A portion of that tax revenue, though, includes the Personal Property Tax, a levy state lawmakers seem inclined to eliminate but haven’t yet, which leaves the county guessing at how much those receipts will be worth next year. Delabbio said PPT revenue has been projected at $559,000 less than this year’s figure, just to be on the safe side. The revenue has been lowered because the tax has a $40,000 exemption that goes into effect Jan. 1.
Delabbio said he didn’t think lawmakers would take any further action on the PPT this year, but he also said the tax “has a target on its back” and could have a greater effect on county revenue in 2014, even more so if lawmakers don’t come up with replacement revenues. “I know the Personal Property Tax is going to be addressed sometime in the Legislature,” he said.
The county receives about $10 million annually from the PPT.
As for expenditures, Van Nortwick said wages are up slightly for next year but health-insurance costs are projected to be lower in 2013 than this year. Total wages are expected to rise by $1 million, while health care costs should fall by $820,000, a dip of 7 percent. The county’s pension cost, though, is expected to rise by 16 percent or $900,000. Personnel costs account for 53 percent of the budget’s expenses.
Van Nortwick also said the county likely will transfer $1.3 million from operations to the lodging excise tax account for next year to make sure the fund has enough money to make the payment on the bonds that helped build DeVos Place. That bond payment rises by more than 3 percent each year. Next year’s subsidy would top the $840,000 the county made this year, but would be less than the $1.4 million the county put into the account in 2011.
The county has established a budget review committee that is working with department heads to find ways to reduce expenses for the coming year. The committee began meeting earlier this month and the county’s fiscal year begins Jan. 1.
In the meantime, the Finance Committee approved an agreement with the state that allows Lansing to use the excess capacity in the county’s broadband network at no cost. The contract is for a year and is renewable. County Information Technology Director Craig Paull said Kent gets free access to the state’s network so the agreement is reciprocal.
Committee members also eliminated a 99-year lease the county made with Plainfield Township in 2003 for 151 acres of property along Ten Mile Road, just east of the North Kent landfill, and agreed to transfer the property outright to the township. The property is also east of the site where the West Michigan Sports Commission plans to build a baseball and softball complex.
Department of Public Works Director Doug Wood said the land was worth about $2.4 million before property values fell and was the state’s first lined landfill. The agreement calls for the township to use the land for public recreational purposes. Wood said Plainfield officials plan to construct an archery center and a mountain bike trail on the acreage.

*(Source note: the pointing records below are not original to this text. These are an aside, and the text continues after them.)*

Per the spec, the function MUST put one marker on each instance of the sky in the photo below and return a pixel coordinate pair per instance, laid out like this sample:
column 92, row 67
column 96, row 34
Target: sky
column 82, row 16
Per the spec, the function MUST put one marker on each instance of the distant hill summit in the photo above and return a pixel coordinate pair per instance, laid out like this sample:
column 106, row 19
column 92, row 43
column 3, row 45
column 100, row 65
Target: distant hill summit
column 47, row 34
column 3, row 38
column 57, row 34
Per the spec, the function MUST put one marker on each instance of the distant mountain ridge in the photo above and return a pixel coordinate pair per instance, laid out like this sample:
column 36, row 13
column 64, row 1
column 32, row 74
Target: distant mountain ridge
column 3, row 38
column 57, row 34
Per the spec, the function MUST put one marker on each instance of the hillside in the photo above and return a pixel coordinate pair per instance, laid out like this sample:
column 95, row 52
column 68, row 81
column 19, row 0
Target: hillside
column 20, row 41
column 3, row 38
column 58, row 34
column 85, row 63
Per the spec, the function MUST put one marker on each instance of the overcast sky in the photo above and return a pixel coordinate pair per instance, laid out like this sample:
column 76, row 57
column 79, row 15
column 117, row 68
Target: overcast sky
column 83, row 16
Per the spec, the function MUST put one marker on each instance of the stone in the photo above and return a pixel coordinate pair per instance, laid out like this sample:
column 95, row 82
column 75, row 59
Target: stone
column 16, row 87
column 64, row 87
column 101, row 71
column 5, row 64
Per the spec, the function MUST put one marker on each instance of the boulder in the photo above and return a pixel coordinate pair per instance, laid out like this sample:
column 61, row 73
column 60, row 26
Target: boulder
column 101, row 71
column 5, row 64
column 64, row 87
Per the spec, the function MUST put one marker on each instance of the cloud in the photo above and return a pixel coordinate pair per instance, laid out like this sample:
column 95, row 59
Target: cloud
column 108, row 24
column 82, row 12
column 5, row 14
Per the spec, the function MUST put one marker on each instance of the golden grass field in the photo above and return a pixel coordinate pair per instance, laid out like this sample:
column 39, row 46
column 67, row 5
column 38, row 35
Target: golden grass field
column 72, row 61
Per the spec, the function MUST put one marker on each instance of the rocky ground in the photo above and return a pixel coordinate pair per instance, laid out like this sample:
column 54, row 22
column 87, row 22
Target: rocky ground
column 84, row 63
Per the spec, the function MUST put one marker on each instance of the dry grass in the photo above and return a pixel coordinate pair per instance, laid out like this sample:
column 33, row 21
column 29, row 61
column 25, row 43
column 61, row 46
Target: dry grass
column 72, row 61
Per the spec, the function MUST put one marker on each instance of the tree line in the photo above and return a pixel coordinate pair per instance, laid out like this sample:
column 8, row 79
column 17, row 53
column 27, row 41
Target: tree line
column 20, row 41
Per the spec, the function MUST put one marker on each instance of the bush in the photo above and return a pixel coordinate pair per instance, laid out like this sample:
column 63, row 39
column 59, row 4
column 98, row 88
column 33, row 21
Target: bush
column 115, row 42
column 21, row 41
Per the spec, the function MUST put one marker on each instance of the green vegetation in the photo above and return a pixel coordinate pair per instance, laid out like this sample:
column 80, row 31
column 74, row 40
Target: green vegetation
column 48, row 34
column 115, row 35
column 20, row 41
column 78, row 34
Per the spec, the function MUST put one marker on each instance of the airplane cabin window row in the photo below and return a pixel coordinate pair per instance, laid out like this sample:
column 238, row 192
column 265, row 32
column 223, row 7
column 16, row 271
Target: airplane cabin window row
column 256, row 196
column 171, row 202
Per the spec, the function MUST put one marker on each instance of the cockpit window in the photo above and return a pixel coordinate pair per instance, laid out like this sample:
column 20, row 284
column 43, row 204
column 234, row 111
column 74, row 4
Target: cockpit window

Assistant County Corporate Counsel Linda Howell said the township would be responsible for any environmental concerns that may surface. Wood said none have come up during the 40 years the county has owned the property.
“Plainfield counts it in their Master Plan, but we don’t count it in ours,” said County Parks Director Roger Sabine.
Commissioners will have the final say on the IT agreement and the land transfer Sept. 13.